Knapp 4,5 Mio. Euro – diesen Betrag erhielten Österreichs nicht-konfessionelle Privatschulen bisher pro Jahr an öffentlicher Unterstützung. Eine Summe, die der Bund auch für 2011 erneut zur Verfügung stellen will – allein: Die Zahl der Schüler an Waldorf-, Montessori- und anderen alternativpädagogischen Schulen ist um mehr als 1000 gestiegen. Für die betroffenen Schulen – die nun ihre Existenz bedroht sehen – bedeutet das reale Budgetkürzungen von bis zu 20 Prozent. Im Gegensatz zu den kirchlichen Privatschulen erhalten sie auch die Lehrerkosten nicht ersetzt.
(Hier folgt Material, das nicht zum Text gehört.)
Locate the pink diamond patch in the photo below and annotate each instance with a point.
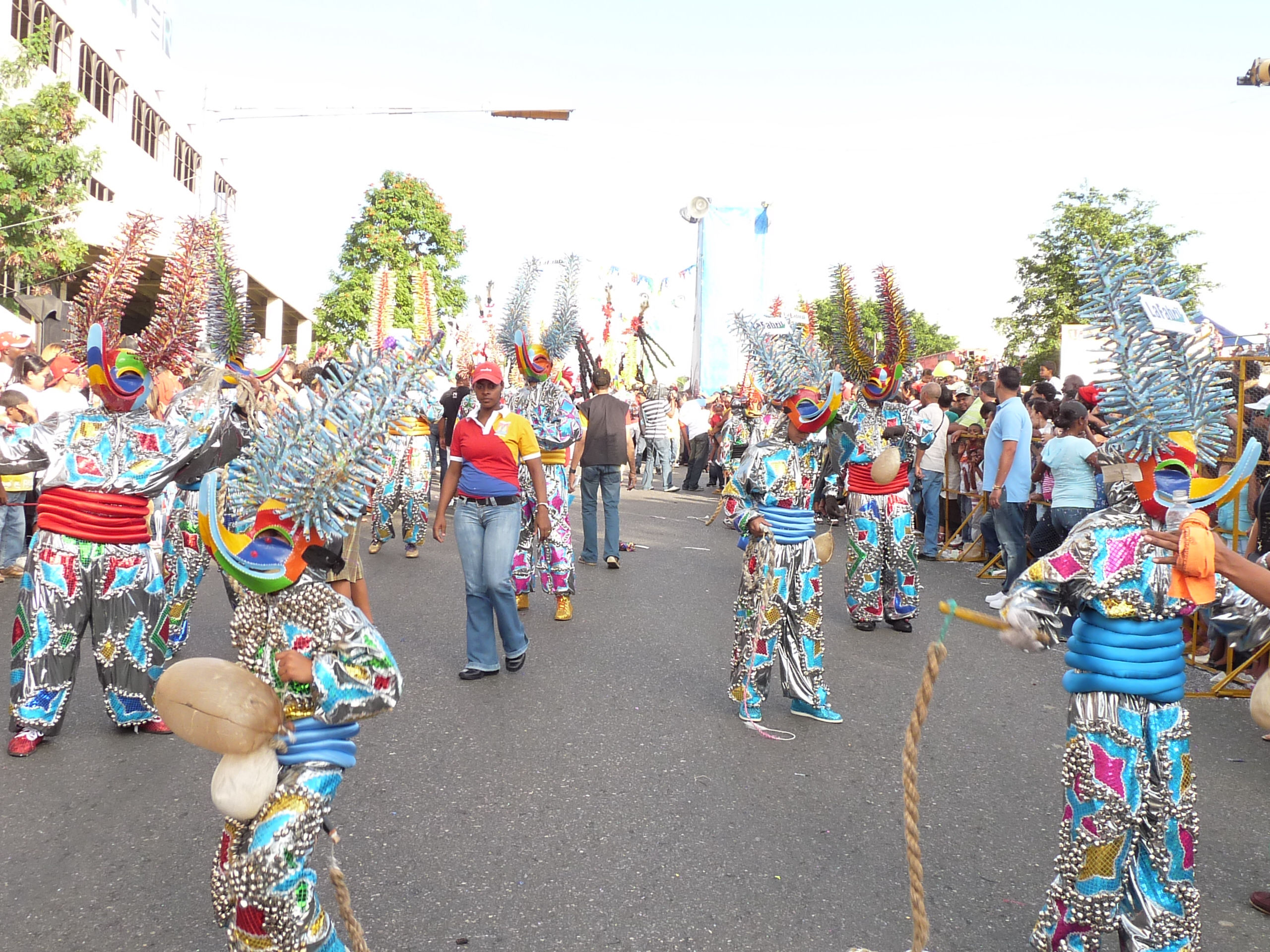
(1121, 551)
(1066, 565)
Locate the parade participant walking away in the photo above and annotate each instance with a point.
(654, 423)
(557, 425)
(872, 448)
(1127, 860)
(486, 454)
(407, 486)
(769, 498)
(1008, 477)
(304, 480)
(91, 567)
(604, 447)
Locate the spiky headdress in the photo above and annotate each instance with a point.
(879, 376)
(1153, 385)
(536, 361)
(321, 457)
(792, 370)
(123, 377)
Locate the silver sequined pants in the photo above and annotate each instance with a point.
(70, 588)
(264, 892)
(1127, 858)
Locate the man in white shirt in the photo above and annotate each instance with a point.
(930, 468)
(697, 418)
(65, 391)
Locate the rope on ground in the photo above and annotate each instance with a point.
(935, 655)
(356, 933)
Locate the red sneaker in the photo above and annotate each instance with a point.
(24, 743)
(155, 726)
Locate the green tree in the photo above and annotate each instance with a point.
(403, 226)
(44, 175)
(929, 337)
(1051, 295)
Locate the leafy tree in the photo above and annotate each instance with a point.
(1051, 294)
(44, 175)
(929, 337)
(403, 226)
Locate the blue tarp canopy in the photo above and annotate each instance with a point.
(1231, 338)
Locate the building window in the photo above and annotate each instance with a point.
(30, 14)
(96, 189)
(149, 130)
(226, 196)
(99, 84)
(185, 164)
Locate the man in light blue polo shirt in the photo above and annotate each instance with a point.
(1008, 476)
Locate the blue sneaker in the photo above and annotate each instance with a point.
(821, 713)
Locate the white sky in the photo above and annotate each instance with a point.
(929, 136)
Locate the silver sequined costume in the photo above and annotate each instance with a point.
(83, 583)
(780, 474)
(263, 890)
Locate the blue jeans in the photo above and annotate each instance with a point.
(1065, 517)
(933, 484)
(13, 530)
(1008, 526)
(658, 459)
(593, 480)
(487, 537)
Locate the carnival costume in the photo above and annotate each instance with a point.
(305, 479)
(1127, 860)
(557, 425)
(778, 611)
(92, 565)
(882, 582)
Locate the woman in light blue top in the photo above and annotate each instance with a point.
(1072, 457)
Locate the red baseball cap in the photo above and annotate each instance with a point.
(489, 371)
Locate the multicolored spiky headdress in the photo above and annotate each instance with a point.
(878, 376)
(310, 475)
(793, 371)
(121, 376)
(536, 361)
(229, 313)
(1161, 393)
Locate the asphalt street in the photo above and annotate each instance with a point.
(607, 796)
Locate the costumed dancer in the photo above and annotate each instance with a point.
(1127, 858)
(91, 565)
(769, 500)
(872, 448)
(557, 425)
(307, 477)
(225, 337)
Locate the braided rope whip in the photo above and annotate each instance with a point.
(935, 655)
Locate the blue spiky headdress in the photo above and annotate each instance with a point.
(792, 370)
(536, 361)
(1152, 384)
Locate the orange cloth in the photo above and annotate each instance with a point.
(1196, 570)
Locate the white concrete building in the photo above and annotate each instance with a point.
(158, 157)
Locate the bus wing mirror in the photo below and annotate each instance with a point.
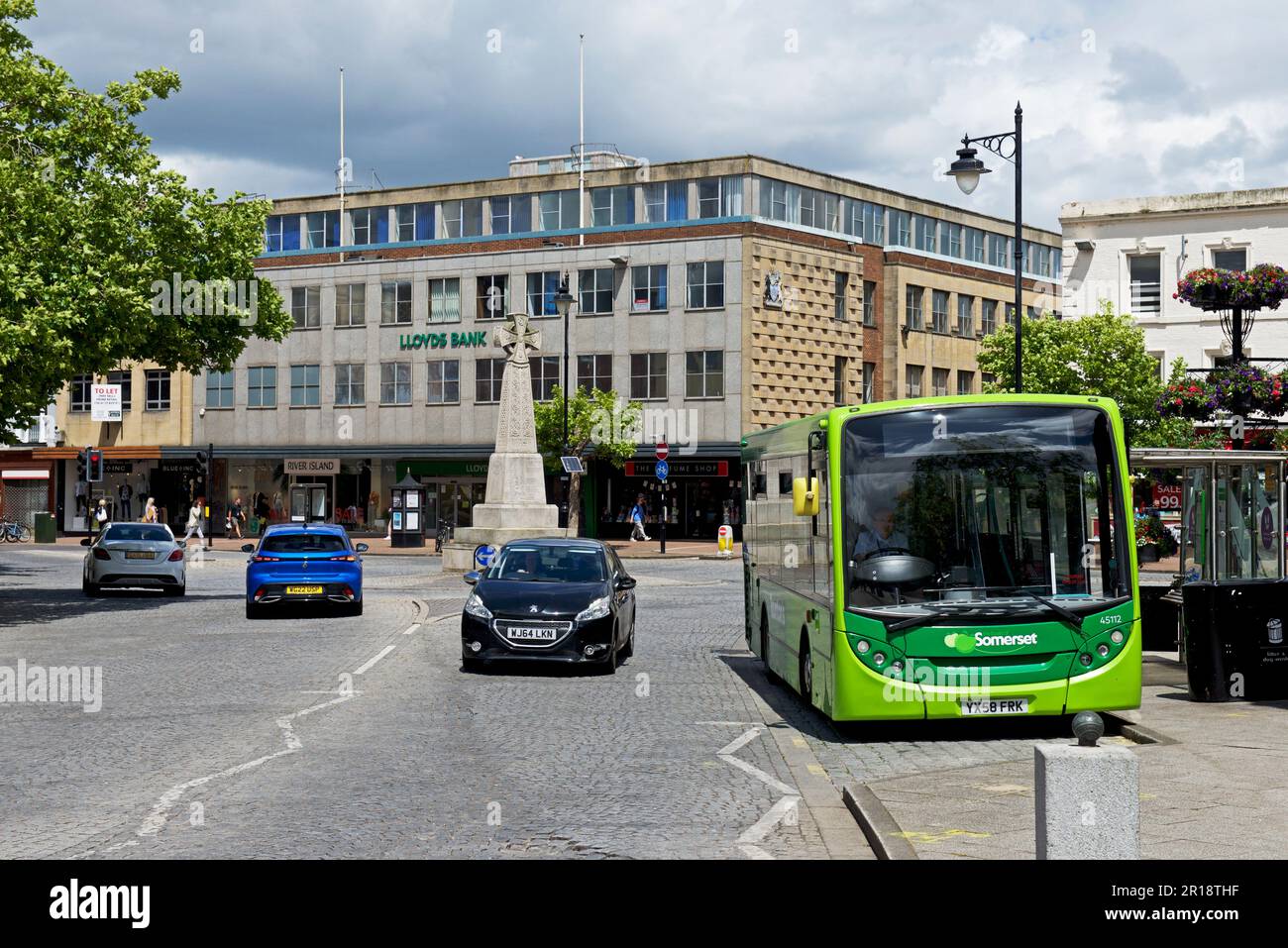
(805, 496)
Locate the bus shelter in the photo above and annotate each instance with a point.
(1228, 574)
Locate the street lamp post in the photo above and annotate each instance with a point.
(967, 168)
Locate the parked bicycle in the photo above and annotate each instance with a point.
(14, 532)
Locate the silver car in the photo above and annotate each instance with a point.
(134, 554)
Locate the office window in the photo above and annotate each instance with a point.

Mittels Bürgerinitiative wollen Privatschulvertreter jetzt eine Gesetzesänderung erkämpfen: „Schulen in freier Trägerschaft mit Öffentlichkeitsrecht sollen Rechtsanspruch auf Abdeckung ihrer Kosten in Höhe der durchschnittlichen Kosten anderer Schulen haben“, so die Forderung, die bis Anfang April mindestens 10.000 Menschen unterschreiben sollen – und die dann dem Nationalrat vorgelegt wird.

Die Privatschulvertreter stehen mit ihren Anliegen nicht alleine da. Auch Experten fordern eine Neugestaltung des Privatschulsektors.Denn: Derzeit ist der öffentliche Bildungssektor teuer – dabei aber wenig effektiv. Die Privatschulen, die mehrheitlich hohe Gebühren einheben, werden immer mehr zu exklusiven Bildungseinrichtungen, die nur finanziell Bessergestellten offenstehen.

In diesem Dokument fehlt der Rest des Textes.